In particular, $f$ is integrable.
To evaluate directly using simple functions you can proceed using simple functions as you have above. You canchoose the simple functions in any manner as long as they are dominated by $f$ and converge pointwise to $f$.
I will choose simple functions that allow me to determine the limit using
Riemann integration.

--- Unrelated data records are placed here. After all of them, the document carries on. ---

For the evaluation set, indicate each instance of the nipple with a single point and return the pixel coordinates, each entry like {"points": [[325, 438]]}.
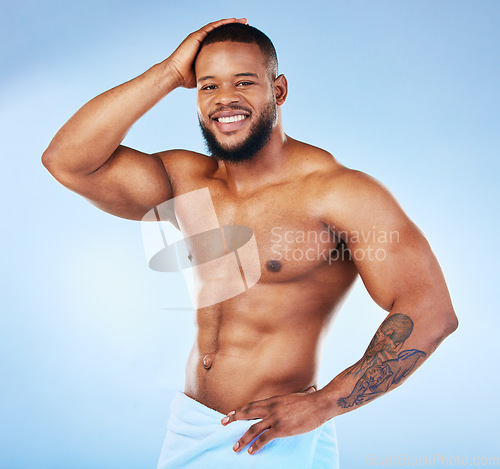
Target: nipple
{"points": [[273, 266], [207, 362]]}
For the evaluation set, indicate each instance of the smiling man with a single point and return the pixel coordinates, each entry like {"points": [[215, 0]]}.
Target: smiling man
{"points": [[251, 397]]}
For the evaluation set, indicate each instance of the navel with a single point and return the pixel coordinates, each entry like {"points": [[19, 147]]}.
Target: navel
{"points": [[273, 266], [207, 362]]}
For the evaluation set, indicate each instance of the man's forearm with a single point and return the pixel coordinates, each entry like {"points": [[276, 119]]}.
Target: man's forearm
{"points": [[397, 349], [91, 136]]}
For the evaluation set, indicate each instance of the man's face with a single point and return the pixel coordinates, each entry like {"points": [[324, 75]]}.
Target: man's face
{"points": [[236, 104]]}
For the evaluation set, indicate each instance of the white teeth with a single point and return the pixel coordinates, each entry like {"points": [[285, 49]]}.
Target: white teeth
{"points": [[228, 120]]}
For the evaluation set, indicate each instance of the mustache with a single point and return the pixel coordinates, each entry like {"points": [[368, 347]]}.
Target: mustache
{"points": [[234, 107]]}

This is essentially the change of variables formula in disguise.
Let $p(t) = \mu_f([0,t]) = 1-{1 \over 1+t^2}$, where $t \in [0,\infty)$ and the range of $p$ is $[0,1)$. It is straightforward to compute an inverse
$\xi(y) = \sqrt{{1 \over 1-y} -1}$. Note that $\xi(0) = 0$ and $\lim_{y \uparrow 1} \xi(y) = \infty$.
Pick $n$ and (suppressing the $n$ in the definitions of $t_k, A_k$) let $t_k = \xi({ k \over n}) $ for $k=0,...,n-1$. Define the simple function $s_n(x) = \sum_{k=0}^{n-1} \xi({ k \over n}) 1_{A_k}(x)$,
where $A_k = \{ x \mid t_k < f(x) \le t_{k+1} \}$. Note that by construction,
we have $\mu(A_k) = {k+1 \over n}-{k \over n}$.
It is straightforward to check that $s_n \le f$ and $s_n(x) \to f(x)$, hence
$\int f d \mu = \lim_n \int s_n d \mu = \lim_n \sum_{k=0}^{n-1} \xi({ k \over n}) ({k+1 \over n}-{k \over n})$.
Now note that $\int f d \mu = \lim_n \int \sigma_n(x) d x $, where $\sigma_n(x) = \sum_{k=0}^{n-1} \xi({ k \over n}) 1_{[{k \over n},{k+1 \over n})}(x) $ is a simple function that converges to $\xi$, that is $\sigma_n \le \xi$ and $\sigma_n(x) \to \xi(x)$.
Hence $\int f d \mu = \int_0^1 \xi(x)dx = \int_0^1\sqrt{{1 \over 1-x} -1}dx$
and using (improper) Riemann integration we get $\int f d \mu = { \pi \over 2}$.